6 of 53 comments (clear)

  1. Awwww.... by Dexter+Herbivore · · Score: 4, Insightful

    Poor patent troll. I'd like to see more losses like this for these parasites.

    1. Re:Awwww.... by Anonymous Coward · · Score: 2, Insightful

      This is still a loss for Cisco. The fact that it made it to trial means they had to spend millions on lawyers and VirnetX probably made sure discovery was as expensive as possible. For patent trolls there's really no downside for them. They don't make anything, so they aren't open to countersuits, and they simply bought the patent from someone else so there's not much to do discovery against on their side.

    2. Re:Awwww.... by Anonymous Coward · · Score: 3, Insightful

      What doesn't sound right to me is that the one with money can decide the outcome of the trial.
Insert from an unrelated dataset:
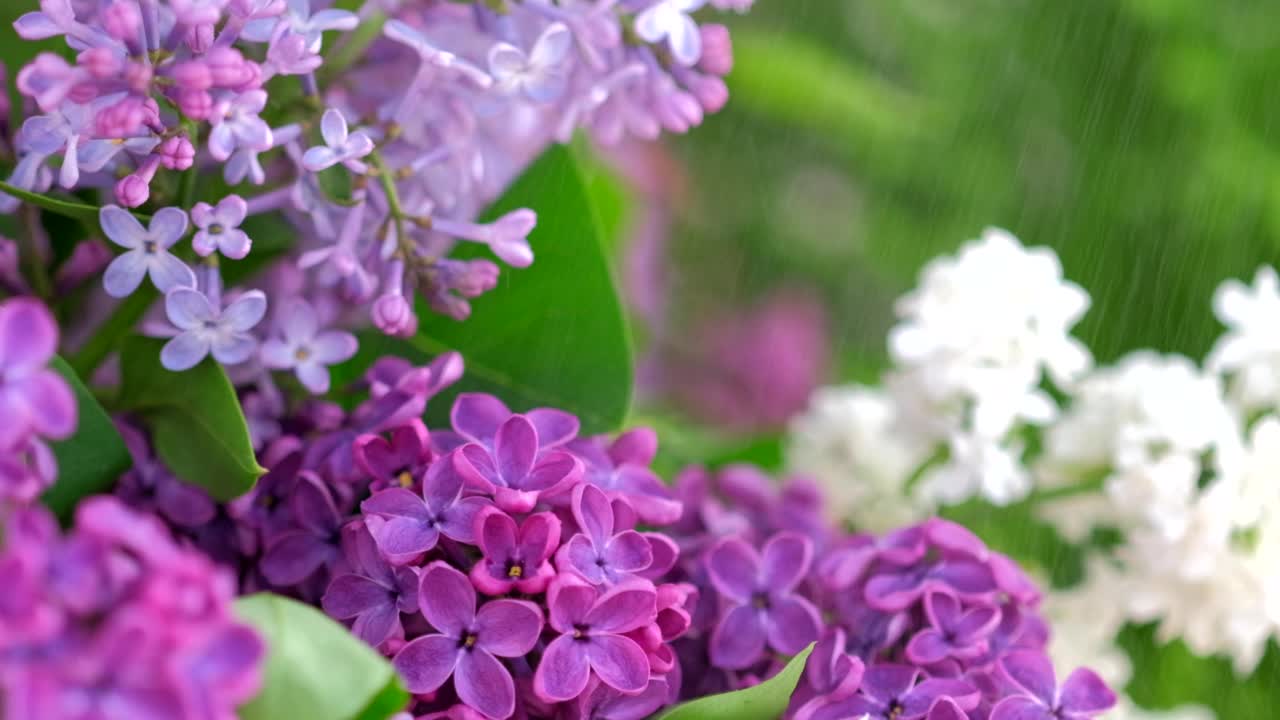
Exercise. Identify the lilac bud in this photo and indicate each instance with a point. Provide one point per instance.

That problem kind of trumps all other problems I would say.

  2. Re:Publically traded? by Dexter+Herbivore · · Score: 4, Insightful

    No doubt it'll be structured that way to avoid liability for whatever parent group owns them. A nice little sock puppet to take all the risk and pass any reward on to the limited shareholding.

  3. Half the battle by Anonymous+Psychopath · · Score: 4, Insightful

    It's a good thing when companies with deep pockets stand up patent trolls and win, but I worry that they'll just move to smaller, softer targets who can't afford to fight. Even after widely-publicized losses like this we'll continue to suffer from patent trolls until we have some meaningful legal reforms.

    --

    Eagles may soar, but weasels don't get sucked into jet engines.

  4. Before complaining about the USPTO... by Theaetetus · · Score: 3, Insightful

    ... note that the jury also found that the patents were valid over the prior art. Cisco doesn't practice the invention in the patents, but that doesn't mean that the patents don't cover a valid invention.